JUSTICE PLANS TO BEEF UP BORDER SECURITY

* The Justice Department announced Sunday it is beefing up staffing along the United States-Mexico border in order to increase border security.

"This will be accomplished by strengthening enforcement against illegal immigration and violent crime by illegal aliens, and by enhancing our service in the area of lawful immigration," said Attorney General William Barr in a statement.

In addition, the new effort will create a National Criminal Alien Tracking Center, and will result in hiring more than 700 additional Immigration and Naturalization Service (INS) workers to process immigrants.

Specifically, the effort includes:

* Three hundred new Border Patrol officers to help deter the movement of illegal aliens and drugs across the international boundary.

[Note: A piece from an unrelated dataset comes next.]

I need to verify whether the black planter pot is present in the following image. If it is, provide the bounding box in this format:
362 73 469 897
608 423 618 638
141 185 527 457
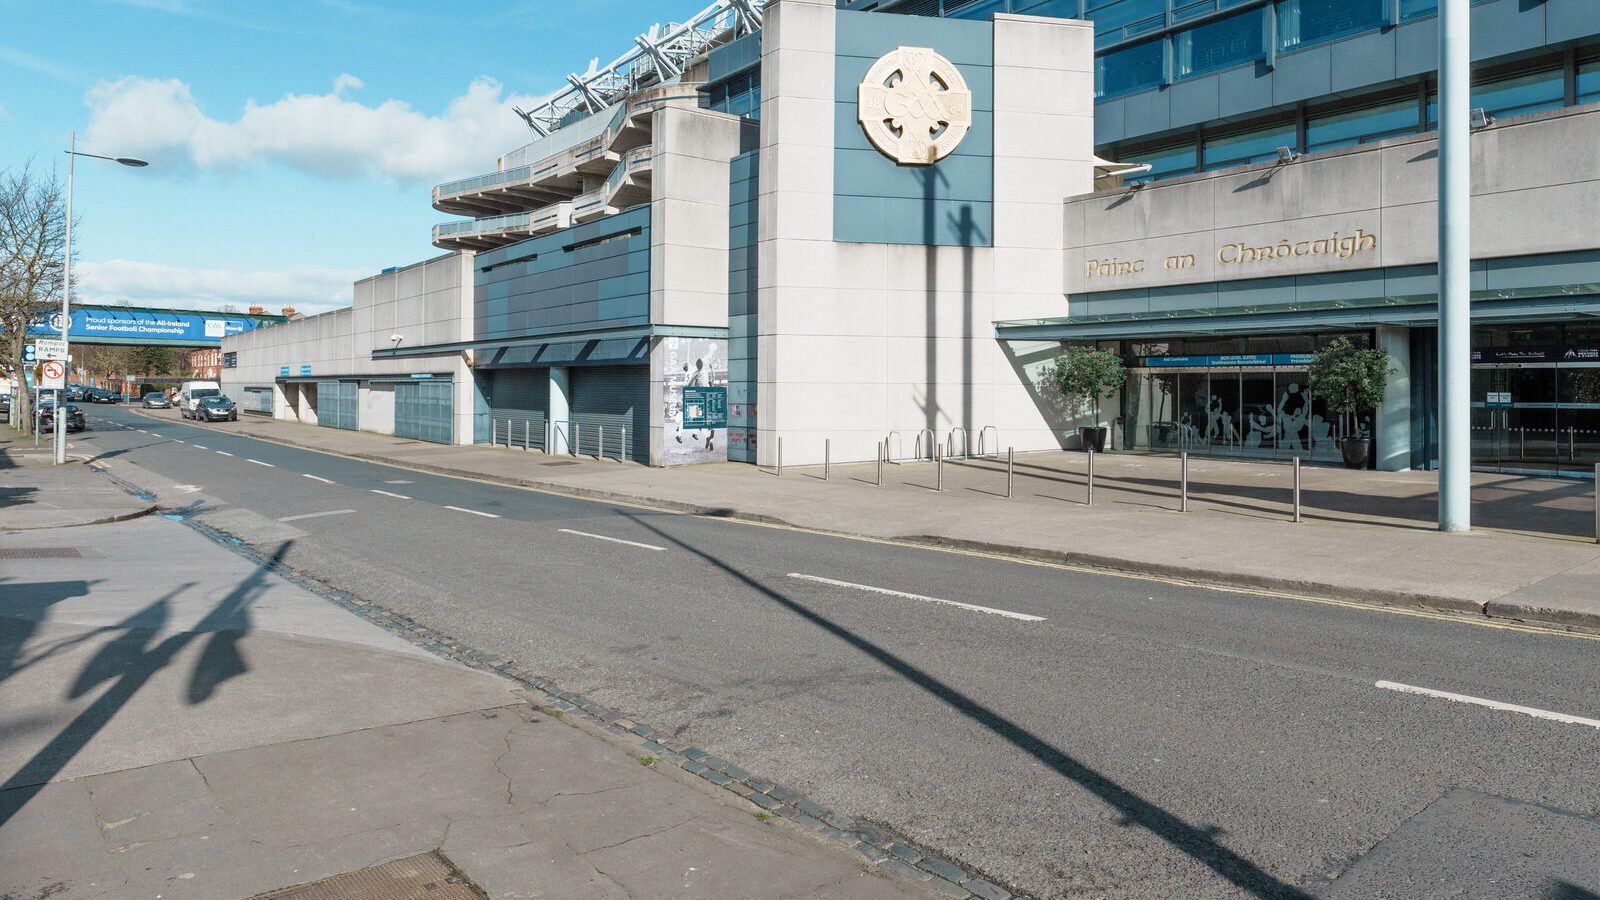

* Two hundred additional INS investigators, 150 of whom will be assigned to find and deport criminal aliens and work on special anti-violent crime and street gang task forces. The task forces would be in selected cities, including New York; Los Angeles; Miami; Newark, N.J. and Chicago. Fifty INS investigators will concentrate on enforcement cases against companies that hire illegal aliens.

* Establishing the National Criminal Alien Tracking Center, which will be funded in the first year with $1.5 million collected by INS fines. The system will allow law enforcement agencies to contact the INS 24 hours a day to identify and track criminal aliens.

* The Justice Department's Asset Forfeiture Fund will contribute $5 million to buy new lighting, sensors, vehicles, and other equipment to be used to deter illegal border crossings.

* $3.6 million will be used to pay for detention space to house exclusion cases at New York's Kennedy Airport; and to implement counterfeit-resistent "green cards."